We speculate that PLK1 dimerisation may also be required at the BUB complex, inspired partly by work in press from @andreamusacchi1 lab in which they characterise the two main kinetochore receptors for PLK1 (CenpU/BUBs)
Understanding why PLK1 and PP2A modules have co-evolved in the same region on MADBUB is an important future goal and there could be many explanations for this.
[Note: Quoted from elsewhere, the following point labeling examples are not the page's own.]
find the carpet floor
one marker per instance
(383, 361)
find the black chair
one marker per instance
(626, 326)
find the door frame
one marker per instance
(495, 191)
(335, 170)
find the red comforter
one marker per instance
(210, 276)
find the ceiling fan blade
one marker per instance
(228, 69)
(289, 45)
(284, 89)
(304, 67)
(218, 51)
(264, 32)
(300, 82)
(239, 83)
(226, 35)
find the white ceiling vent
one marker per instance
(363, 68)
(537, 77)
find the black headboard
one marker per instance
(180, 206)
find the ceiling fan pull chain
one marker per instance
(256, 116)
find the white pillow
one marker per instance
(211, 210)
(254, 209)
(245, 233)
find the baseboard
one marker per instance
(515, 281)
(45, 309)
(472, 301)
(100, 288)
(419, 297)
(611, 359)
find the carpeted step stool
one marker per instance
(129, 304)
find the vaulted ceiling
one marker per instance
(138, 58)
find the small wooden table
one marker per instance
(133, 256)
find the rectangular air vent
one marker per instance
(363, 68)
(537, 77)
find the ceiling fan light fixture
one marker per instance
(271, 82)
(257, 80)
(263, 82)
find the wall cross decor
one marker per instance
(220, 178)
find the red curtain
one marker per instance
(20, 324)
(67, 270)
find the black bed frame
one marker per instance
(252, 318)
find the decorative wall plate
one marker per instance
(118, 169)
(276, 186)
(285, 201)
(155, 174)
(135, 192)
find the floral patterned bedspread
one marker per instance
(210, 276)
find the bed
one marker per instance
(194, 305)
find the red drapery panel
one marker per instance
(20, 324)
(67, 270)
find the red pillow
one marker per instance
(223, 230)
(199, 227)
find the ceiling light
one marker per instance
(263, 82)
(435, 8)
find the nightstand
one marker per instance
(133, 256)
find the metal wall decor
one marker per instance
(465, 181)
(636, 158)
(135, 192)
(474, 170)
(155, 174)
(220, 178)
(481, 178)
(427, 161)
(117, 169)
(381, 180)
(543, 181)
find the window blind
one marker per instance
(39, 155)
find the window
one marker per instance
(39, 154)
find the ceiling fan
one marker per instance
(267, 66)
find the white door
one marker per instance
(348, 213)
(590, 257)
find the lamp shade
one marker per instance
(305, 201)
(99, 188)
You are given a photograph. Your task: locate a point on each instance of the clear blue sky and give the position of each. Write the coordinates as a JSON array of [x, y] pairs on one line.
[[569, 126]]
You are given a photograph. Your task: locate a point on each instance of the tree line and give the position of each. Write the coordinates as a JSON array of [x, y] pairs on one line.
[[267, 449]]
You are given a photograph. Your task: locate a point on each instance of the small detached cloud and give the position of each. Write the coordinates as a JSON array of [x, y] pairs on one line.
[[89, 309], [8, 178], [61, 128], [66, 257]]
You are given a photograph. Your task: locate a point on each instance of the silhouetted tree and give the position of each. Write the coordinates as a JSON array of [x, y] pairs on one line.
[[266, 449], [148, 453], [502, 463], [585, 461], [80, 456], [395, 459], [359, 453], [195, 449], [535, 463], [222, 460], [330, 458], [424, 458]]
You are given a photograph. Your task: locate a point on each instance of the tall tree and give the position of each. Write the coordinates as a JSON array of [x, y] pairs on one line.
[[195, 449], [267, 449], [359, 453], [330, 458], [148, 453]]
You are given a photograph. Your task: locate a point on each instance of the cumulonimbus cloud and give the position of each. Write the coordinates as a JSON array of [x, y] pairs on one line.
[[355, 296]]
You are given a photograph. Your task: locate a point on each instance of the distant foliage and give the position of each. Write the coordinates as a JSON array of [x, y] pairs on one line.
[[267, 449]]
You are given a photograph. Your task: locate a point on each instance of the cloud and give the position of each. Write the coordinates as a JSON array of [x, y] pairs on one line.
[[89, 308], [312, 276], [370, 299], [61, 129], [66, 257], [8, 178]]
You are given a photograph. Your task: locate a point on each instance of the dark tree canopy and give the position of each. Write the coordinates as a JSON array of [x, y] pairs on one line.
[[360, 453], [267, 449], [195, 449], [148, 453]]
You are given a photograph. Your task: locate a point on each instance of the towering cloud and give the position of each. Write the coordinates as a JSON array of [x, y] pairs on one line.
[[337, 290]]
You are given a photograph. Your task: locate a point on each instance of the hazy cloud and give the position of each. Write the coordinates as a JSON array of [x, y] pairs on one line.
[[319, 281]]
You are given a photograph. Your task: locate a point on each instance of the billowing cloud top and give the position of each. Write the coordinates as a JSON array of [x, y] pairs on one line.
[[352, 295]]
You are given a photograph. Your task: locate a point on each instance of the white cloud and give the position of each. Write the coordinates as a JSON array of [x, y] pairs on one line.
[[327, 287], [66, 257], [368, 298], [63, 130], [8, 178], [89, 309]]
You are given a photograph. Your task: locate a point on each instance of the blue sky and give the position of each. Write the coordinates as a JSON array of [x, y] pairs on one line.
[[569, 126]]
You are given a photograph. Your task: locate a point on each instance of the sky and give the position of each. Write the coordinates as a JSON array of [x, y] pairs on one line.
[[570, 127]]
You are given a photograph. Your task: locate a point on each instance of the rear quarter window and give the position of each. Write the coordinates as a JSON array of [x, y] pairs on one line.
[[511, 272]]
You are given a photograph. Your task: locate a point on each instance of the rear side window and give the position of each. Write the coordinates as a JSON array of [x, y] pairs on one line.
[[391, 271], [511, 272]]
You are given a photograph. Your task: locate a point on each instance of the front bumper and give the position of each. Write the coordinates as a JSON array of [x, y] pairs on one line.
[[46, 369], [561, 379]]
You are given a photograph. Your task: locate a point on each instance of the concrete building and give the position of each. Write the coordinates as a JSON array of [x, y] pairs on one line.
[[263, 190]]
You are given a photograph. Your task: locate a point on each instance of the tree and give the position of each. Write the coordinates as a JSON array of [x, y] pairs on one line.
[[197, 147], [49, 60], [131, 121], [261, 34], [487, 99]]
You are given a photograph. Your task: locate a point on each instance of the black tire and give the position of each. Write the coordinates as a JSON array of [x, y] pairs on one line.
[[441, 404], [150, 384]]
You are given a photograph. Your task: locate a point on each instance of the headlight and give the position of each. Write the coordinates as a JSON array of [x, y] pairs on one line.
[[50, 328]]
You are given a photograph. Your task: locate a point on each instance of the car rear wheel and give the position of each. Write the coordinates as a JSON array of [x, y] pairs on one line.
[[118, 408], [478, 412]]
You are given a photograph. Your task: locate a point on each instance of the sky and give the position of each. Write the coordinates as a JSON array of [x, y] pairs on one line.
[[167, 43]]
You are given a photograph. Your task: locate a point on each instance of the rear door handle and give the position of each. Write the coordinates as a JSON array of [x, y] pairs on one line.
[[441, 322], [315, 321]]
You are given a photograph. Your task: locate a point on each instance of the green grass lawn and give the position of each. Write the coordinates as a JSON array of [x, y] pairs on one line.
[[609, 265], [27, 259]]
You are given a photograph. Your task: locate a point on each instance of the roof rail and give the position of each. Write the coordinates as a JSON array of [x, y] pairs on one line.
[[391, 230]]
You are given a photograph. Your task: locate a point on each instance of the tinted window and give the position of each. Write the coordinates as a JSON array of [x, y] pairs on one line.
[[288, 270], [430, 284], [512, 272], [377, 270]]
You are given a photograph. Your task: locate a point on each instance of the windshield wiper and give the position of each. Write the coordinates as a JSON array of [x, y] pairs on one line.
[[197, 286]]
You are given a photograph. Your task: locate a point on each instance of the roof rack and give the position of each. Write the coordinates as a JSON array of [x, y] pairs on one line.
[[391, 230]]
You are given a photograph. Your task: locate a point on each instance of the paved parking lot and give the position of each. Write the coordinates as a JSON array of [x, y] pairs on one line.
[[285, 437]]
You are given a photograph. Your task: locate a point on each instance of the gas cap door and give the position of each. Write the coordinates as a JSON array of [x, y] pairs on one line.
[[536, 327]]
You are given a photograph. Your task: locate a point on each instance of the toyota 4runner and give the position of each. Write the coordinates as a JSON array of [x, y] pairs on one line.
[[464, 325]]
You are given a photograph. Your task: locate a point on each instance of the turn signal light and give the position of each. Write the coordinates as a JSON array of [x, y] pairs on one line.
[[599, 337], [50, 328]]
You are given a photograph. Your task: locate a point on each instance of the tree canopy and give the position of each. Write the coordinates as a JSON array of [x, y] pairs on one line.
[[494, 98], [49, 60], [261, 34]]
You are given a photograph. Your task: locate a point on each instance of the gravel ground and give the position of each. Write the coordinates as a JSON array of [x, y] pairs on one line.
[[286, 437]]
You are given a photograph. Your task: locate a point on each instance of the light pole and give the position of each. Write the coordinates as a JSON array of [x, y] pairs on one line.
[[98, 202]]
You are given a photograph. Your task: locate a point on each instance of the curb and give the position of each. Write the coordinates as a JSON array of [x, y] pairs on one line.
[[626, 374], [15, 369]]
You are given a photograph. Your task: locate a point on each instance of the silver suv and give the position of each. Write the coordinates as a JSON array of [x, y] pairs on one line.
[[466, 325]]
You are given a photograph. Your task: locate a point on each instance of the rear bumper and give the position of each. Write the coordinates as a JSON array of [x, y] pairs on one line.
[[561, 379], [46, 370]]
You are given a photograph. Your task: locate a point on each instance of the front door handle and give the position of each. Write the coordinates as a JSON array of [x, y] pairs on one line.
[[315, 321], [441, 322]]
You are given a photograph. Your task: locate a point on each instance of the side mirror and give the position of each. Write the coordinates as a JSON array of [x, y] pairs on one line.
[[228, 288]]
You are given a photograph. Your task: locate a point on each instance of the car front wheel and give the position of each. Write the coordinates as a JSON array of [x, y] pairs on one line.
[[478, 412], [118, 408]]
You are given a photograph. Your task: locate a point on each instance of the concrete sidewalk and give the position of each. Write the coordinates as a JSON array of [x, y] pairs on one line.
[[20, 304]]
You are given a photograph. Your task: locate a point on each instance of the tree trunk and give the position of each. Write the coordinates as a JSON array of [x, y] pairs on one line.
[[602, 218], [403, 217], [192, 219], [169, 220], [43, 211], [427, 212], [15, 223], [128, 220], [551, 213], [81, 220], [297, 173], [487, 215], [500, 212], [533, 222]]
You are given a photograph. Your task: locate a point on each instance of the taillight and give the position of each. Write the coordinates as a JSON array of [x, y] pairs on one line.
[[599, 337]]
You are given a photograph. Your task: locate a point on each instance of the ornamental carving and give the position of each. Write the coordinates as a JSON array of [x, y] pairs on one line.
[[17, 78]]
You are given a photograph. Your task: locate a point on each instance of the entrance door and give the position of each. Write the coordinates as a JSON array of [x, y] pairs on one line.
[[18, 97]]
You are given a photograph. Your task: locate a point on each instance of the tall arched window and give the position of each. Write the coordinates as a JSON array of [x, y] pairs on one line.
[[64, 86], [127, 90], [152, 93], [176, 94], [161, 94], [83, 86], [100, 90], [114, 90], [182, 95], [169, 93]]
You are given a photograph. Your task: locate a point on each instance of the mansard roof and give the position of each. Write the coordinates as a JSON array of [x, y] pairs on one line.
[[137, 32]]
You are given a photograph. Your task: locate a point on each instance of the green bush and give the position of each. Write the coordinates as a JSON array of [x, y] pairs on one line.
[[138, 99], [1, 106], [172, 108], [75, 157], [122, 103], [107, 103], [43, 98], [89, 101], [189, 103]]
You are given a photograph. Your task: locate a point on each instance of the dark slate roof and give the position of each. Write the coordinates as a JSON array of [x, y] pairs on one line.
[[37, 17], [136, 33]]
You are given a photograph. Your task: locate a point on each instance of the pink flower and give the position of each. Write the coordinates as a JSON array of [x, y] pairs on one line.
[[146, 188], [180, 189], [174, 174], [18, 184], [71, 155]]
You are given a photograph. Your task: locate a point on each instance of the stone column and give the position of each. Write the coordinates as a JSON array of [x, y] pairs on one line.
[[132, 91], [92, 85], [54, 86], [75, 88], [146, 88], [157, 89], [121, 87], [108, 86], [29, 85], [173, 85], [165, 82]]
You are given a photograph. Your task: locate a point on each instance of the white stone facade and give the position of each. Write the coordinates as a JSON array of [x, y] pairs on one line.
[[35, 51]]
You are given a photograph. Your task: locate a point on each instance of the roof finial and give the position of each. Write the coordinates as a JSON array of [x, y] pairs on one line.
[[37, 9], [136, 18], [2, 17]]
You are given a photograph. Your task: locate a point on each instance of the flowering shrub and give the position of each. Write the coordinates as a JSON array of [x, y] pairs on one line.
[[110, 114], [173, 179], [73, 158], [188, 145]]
In addition to the checkpoint effects we uncovered, PP2A/PLK1 also regulate kinetochore-microtubule attachments
Importantly, PLK1 also phosphorylates the PP2A-binding motif to recruit PP2A. Considering PP2A then removes PLK1, this implies negative feedback between these enzymes on the BUB complex. How this complex uses such feedback is the next big question for us
I finish by dedicating this work to my dad, John Joseph Saurin. A deep thinker and a perfectionist who sadly passed away at home on Nov 5th surrounded by loving family. RIP dad. The perfectionist is never satisfied but always proud. This one is for you.